Monthly Archives: March 2014

Java’s CountDownLatch JavaDoc is flawed

The first example of usage provided in the CountDownLatch JavaDoc might give you the idea that the example work to synchronize the simultaneous start of multiple threads. At least I thought so until a concurrency test I was working on failed. Closer examination revealed that almost all threads actually missed the start completely. A lot of my concurrency testing involves minimizing phase shifting and do as much preparation as possible in a desperate attempt to avoid parallel execution in theory turning into serial execution in practice. When all is done I seek to maximize the parallelism by a simultaneous start of all worker threads. The CountDownLatch JavaDoc give two properties of their example:

The first is a start signal that prevents any worker from proceeding until the driver is ready for them to proceed.

The second is a completion signal that allows the driver to wait until all workers have completed.

These are the two properties you get. One third property is totally left out:

Only if the administration delay is large enough, do worker threads have time enough to be prepared for the start signal.

..meaning that you’re just lucky if not some of your worker threads, if not all of them, miss the start. Could it be knowing about this third property that made Oracle inject a call to doSomethingElse() before firing the start signal? I understand you might not have seen the problem yet so let me rephrase myself a bit and try my best to be clear.

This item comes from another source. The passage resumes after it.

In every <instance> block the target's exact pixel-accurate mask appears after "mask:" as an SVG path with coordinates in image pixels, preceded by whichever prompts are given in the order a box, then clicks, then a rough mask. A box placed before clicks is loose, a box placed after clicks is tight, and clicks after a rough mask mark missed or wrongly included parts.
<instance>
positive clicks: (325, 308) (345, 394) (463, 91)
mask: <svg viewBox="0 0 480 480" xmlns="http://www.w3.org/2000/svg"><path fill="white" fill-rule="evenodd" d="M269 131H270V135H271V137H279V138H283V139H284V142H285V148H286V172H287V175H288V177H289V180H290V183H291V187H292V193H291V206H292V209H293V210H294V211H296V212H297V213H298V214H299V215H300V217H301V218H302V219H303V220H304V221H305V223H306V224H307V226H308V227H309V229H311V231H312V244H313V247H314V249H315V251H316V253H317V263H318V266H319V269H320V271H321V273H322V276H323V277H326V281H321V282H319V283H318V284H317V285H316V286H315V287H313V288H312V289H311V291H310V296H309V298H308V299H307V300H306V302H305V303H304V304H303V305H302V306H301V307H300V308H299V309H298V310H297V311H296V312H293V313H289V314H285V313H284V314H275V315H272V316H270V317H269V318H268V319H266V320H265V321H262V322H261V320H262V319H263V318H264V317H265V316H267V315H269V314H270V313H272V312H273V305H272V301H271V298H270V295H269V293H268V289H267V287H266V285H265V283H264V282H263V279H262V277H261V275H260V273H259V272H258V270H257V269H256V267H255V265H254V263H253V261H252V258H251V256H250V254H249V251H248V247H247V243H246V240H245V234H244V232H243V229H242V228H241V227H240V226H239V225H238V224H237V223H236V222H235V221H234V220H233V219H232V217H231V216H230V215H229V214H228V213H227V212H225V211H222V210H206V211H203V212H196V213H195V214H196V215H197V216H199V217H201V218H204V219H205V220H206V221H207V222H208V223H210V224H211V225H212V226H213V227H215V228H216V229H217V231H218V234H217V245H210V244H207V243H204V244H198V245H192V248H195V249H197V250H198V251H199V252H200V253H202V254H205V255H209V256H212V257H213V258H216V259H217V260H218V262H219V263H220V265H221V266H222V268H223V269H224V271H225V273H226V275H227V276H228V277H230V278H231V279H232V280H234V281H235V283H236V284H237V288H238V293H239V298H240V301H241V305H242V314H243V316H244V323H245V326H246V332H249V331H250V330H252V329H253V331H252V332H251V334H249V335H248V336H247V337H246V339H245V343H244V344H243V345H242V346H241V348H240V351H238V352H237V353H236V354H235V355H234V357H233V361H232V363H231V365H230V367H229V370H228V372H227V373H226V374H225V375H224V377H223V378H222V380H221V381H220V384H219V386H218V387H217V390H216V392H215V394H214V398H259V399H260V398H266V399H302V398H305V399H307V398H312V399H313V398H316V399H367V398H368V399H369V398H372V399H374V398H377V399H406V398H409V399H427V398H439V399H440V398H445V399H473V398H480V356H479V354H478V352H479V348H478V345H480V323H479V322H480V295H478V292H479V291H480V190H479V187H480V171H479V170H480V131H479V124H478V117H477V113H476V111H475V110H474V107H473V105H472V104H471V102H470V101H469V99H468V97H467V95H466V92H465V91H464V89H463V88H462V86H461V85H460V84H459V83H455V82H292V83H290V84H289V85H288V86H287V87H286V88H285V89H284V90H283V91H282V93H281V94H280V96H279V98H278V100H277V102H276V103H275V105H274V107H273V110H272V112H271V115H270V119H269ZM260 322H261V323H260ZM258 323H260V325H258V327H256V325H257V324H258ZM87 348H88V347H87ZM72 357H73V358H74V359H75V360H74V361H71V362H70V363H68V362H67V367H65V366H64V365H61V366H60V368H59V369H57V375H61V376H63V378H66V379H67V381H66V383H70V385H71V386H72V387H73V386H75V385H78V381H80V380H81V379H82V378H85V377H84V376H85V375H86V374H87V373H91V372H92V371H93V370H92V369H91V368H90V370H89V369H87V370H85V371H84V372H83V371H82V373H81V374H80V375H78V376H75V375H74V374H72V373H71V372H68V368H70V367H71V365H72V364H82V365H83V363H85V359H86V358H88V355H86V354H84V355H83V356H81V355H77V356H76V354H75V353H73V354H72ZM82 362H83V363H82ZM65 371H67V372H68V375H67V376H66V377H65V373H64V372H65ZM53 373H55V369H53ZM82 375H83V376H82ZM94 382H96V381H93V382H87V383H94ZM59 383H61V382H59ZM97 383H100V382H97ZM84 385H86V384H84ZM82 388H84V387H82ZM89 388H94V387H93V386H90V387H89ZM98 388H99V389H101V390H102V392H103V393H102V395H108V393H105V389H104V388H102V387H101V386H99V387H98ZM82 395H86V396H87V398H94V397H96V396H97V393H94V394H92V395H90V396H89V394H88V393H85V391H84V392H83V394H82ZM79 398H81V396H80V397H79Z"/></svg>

The driver thread, the thread “administrator”, can be really really quick creating his worker threads. So quick in fact that the operating system hasn’t had the time yet to schedule the worker threads for a first run before the driver thread moves on and fires the start signal. Thus the start is not synchronized among the workers. The start signal prevent workers from starting too early, but it does not prevent workers from starting too late. For a small amount of worker threads, you might never see a problem. But it will become one as soon as the size of the thread pool grows a bit.

The threads will always start too late of course, just like the human runners in a real marathon race. But if you’re up to the task of writing a marathon game where each runner is represented by a thread, wouldn’t you want the start to be as fair as possible? Of course the game design should probably be totally reworked, but I think you get the idea.

The Oracle example never address the issue of threads starting too late, but if a synchronous start is important for you, then their example cannot be applied. As my testing has shown, if the driving thread (the coordinating thread that spawn workers) makes no delay, and the worker threads do (just 10 milliseconds in my test), then all worker threads will miss the start. For a marathon, that would be a disaster. One fix could be to use yet a third CountDownLatch. The third latch will synchronize the driver and make him wait for all workers to become prepared before firing the start signal. Another more clean solution is kind of built on the same idea: Instead of setting the count of the start latch to 1, set it to the amount of worker threads + 1 (the driver) and make all threads including the judge count down the latch. Not until all threads has cooperatively reached the starting line will the race begin. Quite simple really. See the example code here.

I’ve built a smallish test framework for this particular example that also demonstrates both solutions. You can find the source code here. It is a Maven project and you can have it run on your machine within minutes. Enjoy!